1- Je ne peux accepter ton argument, me demandant si je connais un meilleur moyen de déterminer l’intelligence que le test de QI, puisqu’il n’existe actuellement aucune manière de déterminer l’intelligence. Je suis donc opposé à toute tentative de le faire. Le test de QI aurait dû rester ce pour quoi Binet l’avait créé : un moyen d’évaluer le retard ou l’avance des enfants dans l’apprentissage, et de prédire leur performances scolaires. Prédictions de plus très médiocres, puisque actuellement les résultats des tests de QI ne permettent d’expliquer qu’environ 25 % des performances (la corrélation est entre 0,4 et 0,6).
Au delà de la scolarité, les tests de QI sont inutiles, il ne mesurent plus rien - si ce n’est la capacité à passer le test, ce qui est une savoureuse tautologie. A l’âge adulte la corrélation entre les résultats aux tests de QI et les performances professionnelles sont de 0,3 - ce qui explique 9 % des performances, c’est à dire presque rien. Si le test de QI mesure l’intelligence, alors il faut en conclure que l’intelligence ne sert à rien sur le plan professionnel. On peut légitimement douter de cette conclusion, donc la prémisse est certainement fausse : le test de QI ne mesure pas l’intelligence.
De toute façon avant de prétendre que le test mesure l’intelligence, il aurait fallut commencer par prouver qu’il existe une capacité nommée “intelligence”, dotée d’une certaine intégrité et mesurable, ce qui est très contestable. Ces dernières décennies, les psychologues ont été de plus en plus nombreux à pencher plutôt en faveur de l’hypothèse opposée, celle d’un ensemble d’aptitudes cognitives très différentes, qui ne peuvent absolument pas être réduites à une évaluation globale quantifiée.
2- Les biais culturels sont bien loin d’avoir été éradiqués des tests actuels. D’ailleurs ils ne peuvent pas l’être, puisque ce que nous nommons conventionnellement “intelligence” n’a rien d’une réalité objective mais est un jugement que nous portons sur les aptitudes d’une personne à s’intégrer et à être efficace dans notre environnement social, professionnel, etc. Les aptitudes cognitives nécessaires à cette efficacité sont très différentes d’une culture à l’autre.

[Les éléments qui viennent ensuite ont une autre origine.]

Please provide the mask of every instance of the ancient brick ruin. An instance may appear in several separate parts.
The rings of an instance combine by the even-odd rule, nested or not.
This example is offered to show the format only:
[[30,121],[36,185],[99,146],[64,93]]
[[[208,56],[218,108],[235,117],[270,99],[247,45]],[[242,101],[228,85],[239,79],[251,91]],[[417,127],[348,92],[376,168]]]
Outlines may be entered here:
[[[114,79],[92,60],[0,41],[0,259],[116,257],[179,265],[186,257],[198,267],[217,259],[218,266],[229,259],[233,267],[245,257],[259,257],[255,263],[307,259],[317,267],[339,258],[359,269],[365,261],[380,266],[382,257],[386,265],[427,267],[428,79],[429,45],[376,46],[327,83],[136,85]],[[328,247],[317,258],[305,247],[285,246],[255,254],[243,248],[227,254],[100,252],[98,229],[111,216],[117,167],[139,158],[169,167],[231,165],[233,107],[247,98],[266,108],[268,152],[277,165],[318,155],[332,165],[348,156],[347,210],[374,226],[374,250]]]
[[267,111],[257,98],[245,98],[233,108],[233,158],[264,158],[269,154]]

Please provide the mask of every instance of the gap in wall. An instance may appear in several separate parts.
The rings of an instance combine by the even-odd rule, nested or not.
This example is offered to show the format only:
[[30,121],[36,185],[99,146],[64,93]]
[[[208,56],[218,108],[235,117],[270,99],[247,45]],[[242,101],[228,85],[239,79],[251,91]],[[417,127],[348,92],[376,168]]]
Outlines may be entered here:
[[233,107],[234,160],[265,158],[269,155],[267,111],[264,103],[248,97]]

Par exemple des recherches (de Michael Cole à l’université de San Diego en 71) ont montré que sous certains aspects les tests sont totalement inadaptés aux cultures primitives : notamment on trouve dans les tests certains exercices en rapport avec la classification d’éléments du vocabulaire, mais on sait bien que certaines culture utilisent des classifications très différentes des nôtres, qui nous paraissent certes absurdes mais qui sont mieux adaptées à leur environnement. Les individus de ces cultures obtiendront des résultats catastrophiques aux tests, alors que leurs aptitudes correspondent parfaitement à ce qui est considéré comme l’intelligence dans leur culture.
3- Dernièrement, ce que je trouvais “idéologiquement douteux” (et je le maintiens) dans ta démarche, c’est le fait de vouloir démontrer que la croyance est le fait de la paresse intellectuelle. C’est une manière polie de dire que les croyants sont des abrutis et que c’est pour cela qu’ils sont croyants.
C’est de l’intolérance. Une forme de rejet de l’autre très basique, qui consiste à lui refuser le statut d’être intelligent qui pense différemment, pour préférer expliquer la différence en terme d’attardement mental par rapport à notre propre manière de penser, qui elle est forcément meilleure et plus “normale”... Tu veux prouver que l’autre n’est pas différent mais inférieur. Et je crois qu’on peut dire que cette approche est plus que douteuse.
Wittgenstein disait à ce propos dans “De la certitude” (excellent petit livre réunissant ses dernières réflexions, que tout sceptique devrait lire) :
“Des gens très intelligents et cultivés croient à l’histoire de la création que donne la Bible, d’autres la tienne pour fausse de façon avérée et les raisons de ceux-ci sont connues de ceux-là”
J’ai trop souvent l’impression que cette intelligence et cette culture, beaucoup de sceptiques ici sont incapables de l’attribuer au croyant, et partent du principe que la foi est forcément le fait de la stupidité ou de l’ignorance. Cela me semble être une immense erreur.
Comme le disait Ch. Bertrand dans sa réponse d’hier, il vaut sans doute mieux interpréter les croyances en terme sociologiques et culturels.